How we responded to a 2+ hour partial outage in Grafana Cloud
On Tuesday, Feb. 18, 2025, we experienced an outage that lasted approximately 150 minutes and impacted roughly 25% of our Grafana Cloud services. To our customers: we are very sorry and more than a little embarrassed that we stepped outside our own processes and advice to cause this.
You rely on us to help monitor and troubleshoot your environments, and this type of incident obviously makes it harder for you to do that. At Grafana Labs, we want to practice our belief in a transparent and blameless culture, in which we learn from our mistakes to improve ourselves and the services we provide to our customers.
We take this outage very seriously. After an extensive incident review, we put together this blog post to explain what went wrong, how it was resolved, and what we are doing to prevent something similar from happening again.
Summary
On Tuesday, Feb. 18, 2025 at 08:41 UTC, several members of our Grafana Labs application teams realized that some of their endpoints were no longer available. Our investigation quickly revealed that we had lost the load balancers for these endpoints due to a recent configuration change involving updates to our TLS policies.
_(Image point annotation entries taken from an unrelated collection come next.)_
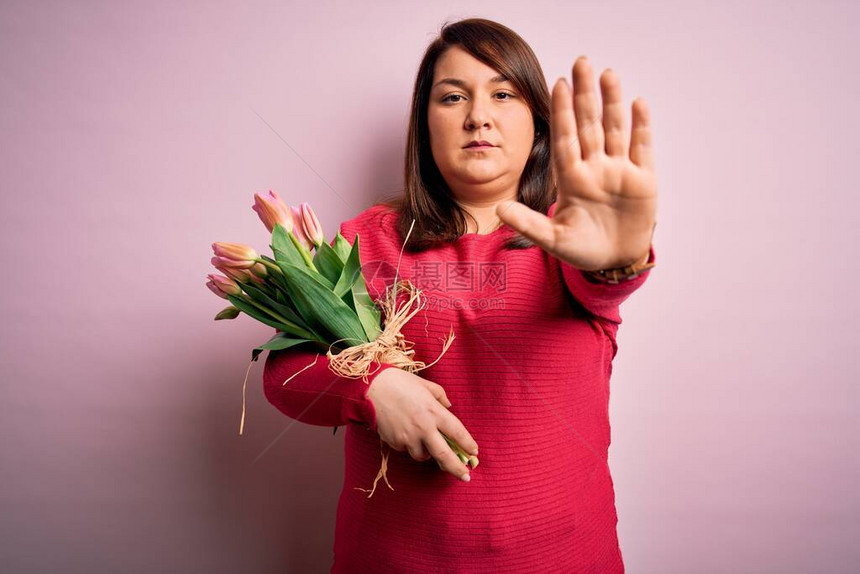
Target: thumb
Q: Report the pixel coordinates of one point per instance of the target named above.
(439, 392)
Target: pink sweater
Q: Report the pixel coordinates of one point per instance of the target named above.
(527, 374)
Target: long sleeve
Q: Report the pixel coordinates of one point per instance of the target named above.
(600, 299)
(316, 395)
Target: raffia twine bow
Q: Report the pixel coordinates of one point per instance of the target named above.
(390, 347)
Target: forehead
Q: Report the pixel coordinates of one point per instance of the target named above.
(459, 64)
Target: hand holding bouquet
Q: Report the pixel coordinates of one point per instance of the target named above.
(315, 292)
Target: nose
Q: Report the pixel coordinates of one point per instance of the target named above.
(477, 117)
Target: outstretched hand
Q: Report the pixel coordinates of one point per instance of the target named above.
(607, 189)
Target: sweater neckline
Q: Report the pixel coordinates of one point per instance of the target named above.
(483, 236)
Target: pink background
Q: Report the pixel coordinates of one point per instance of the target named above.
(135, 134)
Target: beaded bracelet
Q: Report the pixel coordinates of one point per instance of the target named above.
(619, 274)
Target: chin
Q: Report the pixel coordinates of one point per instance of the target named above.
(481, 175)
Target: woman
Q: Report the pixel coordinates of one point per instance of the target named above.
(516, 213)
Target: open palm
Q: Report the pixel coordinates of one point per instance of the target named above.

We fully recovered most applications by 11:10 UTC, after we rolled back the change.
What seemed like a good, simple update cascaded to an outage because we assumed a small change was low-risk. However, we then failed to fully test, and failed to reduce the blast radius of the change. Both of these steps are part of our standard release and deployment process, but on this occasion we failed to follow our own practice and our system allowed development, staging, and production environments to be changed simultaneously.
To be clear, this outage was not a security incident and no customer data were leaked or exposed as a result of this incident. However, many of our customers lost access to their Grafana Cloud services, and those that were unable to ingest metrics or logs may have lost some data before they reached us. This was the result of our poorly expedited change, and for that we sincerely apologize.
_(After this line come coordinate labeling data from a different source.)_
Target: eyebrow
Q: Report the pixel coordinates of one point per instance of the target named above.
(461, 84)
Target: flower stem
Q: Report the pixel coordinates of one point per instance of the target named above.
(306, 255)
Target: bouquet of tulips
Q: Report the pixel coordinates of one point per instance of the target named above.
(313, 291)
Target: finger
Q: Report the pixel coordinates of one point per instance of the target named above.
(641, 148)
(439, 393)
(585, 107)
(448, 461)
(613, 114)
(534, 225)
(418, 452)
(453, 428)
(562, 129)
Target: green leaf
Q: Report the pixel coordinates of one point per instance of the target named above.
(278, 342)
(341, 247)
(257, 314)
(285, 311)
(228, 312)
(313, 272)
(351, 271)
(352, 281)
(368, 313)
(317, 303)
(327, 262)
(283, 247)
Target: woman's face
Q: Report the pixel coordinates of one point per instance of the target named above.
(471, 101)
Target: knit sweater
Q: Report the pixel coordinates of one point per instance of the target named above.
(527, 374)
A closer look at the incident and the resolution
An engineer who was upgrading the TLS policy version on our load balancers, which are used for many services including the ingest of both metrics and logs data, updated and tested configurations in our development environment. This work was manually tested and proved that the change could be safely made without redeploying load balancers.
Code to implement this change was then updated in our configuration management system. We use Crossplane, an open source control plane framework, to manage many of our cloud service provider (CSP) resources with Kubernetes. An update was made to allow the default TLS policy to be overridden by changing the merge policy for the Crossplane composition. It was then possible to observe that the overridden change remained in place after reconciliation of the running configuration.
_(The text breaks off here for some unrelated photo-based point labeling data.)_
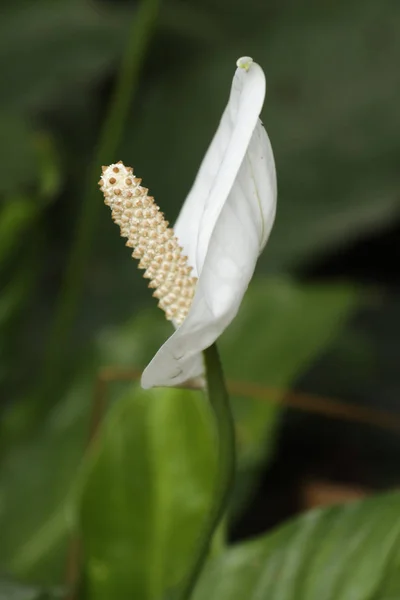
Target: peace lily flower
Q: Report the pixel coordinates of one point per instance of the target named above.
(200, 270)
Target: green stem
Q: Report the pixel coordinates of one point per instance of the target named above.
(219, 401)
(110, 137)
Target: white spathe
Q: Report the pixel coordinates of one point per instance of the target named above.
(223, 226)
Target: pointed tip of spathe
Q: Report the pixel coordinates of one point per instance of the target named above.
(244, 62)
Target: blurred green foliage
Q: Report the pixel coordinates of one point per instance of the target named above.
(332, 114)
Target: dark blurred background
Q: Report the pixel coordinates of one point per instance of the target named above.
(326, 290)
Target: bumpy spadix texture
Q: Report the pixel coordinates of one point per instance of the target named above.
(154, 243)
(223, 226)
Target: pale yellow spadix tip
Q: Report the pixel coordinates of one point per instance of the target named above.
(244, 62)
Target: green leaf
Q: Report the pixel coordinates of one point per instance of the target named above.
(280, 329)
(55, 46)
(341, 553)
(45, 467)
(18, 155)
(11, 590)
(147, 493)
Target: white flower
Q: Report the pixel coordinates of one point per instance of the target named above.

Once the results of the code change were seen to function as expected, a full redeployment and test of the code should have been performed in development. We assumed that seeing the override work was enough of a test, but this assumption was wrong.
The change actually caused a default value from the base configuration to be unintentionally overridden, resulting in an undesired change in many Kubernetes services from type LoadBalancer
to type ClusterIP
, causing Kubernetes to destroy the load balancers.
To resolve the problem, we needed to roll back the code change, and then recreate the affected Kubernetes services in order to have Kubernetes recreate the load balancers.
Customers whose agents could not buffer for the period of their services’ outage may have lost some data before they were ingested.
Deployment in waves through to production
At Grafana Labs, we follow good—and no doubt expected—engineering practices. This is evidenced in how we have maintained our SOC II and ISO 27001 compliance certifications. These practices include mandatory code reviews and protections against accidental merging of code in our continuous integration (CI) and continuous deployment (CD) pipeline. The code that made the problematic change on this occasion was raised in a GitHub pull request (PR) and reviewed by a qualified peer of the author before being merged and deployed.
We use the concept of waves to stagger the deployment of changes—first to our development environment, then to staging before canary deployments in production and gradually across production. After each wave we observe the systems to be assured of their health before we continue. Typically, this observation period lasts at least 24 hours. We believe and speak about reducing the blast radius of changes, and we use waves to practice this.
The diagram below illustrates how the PR to create a wave is dependent on the health of the previous wave.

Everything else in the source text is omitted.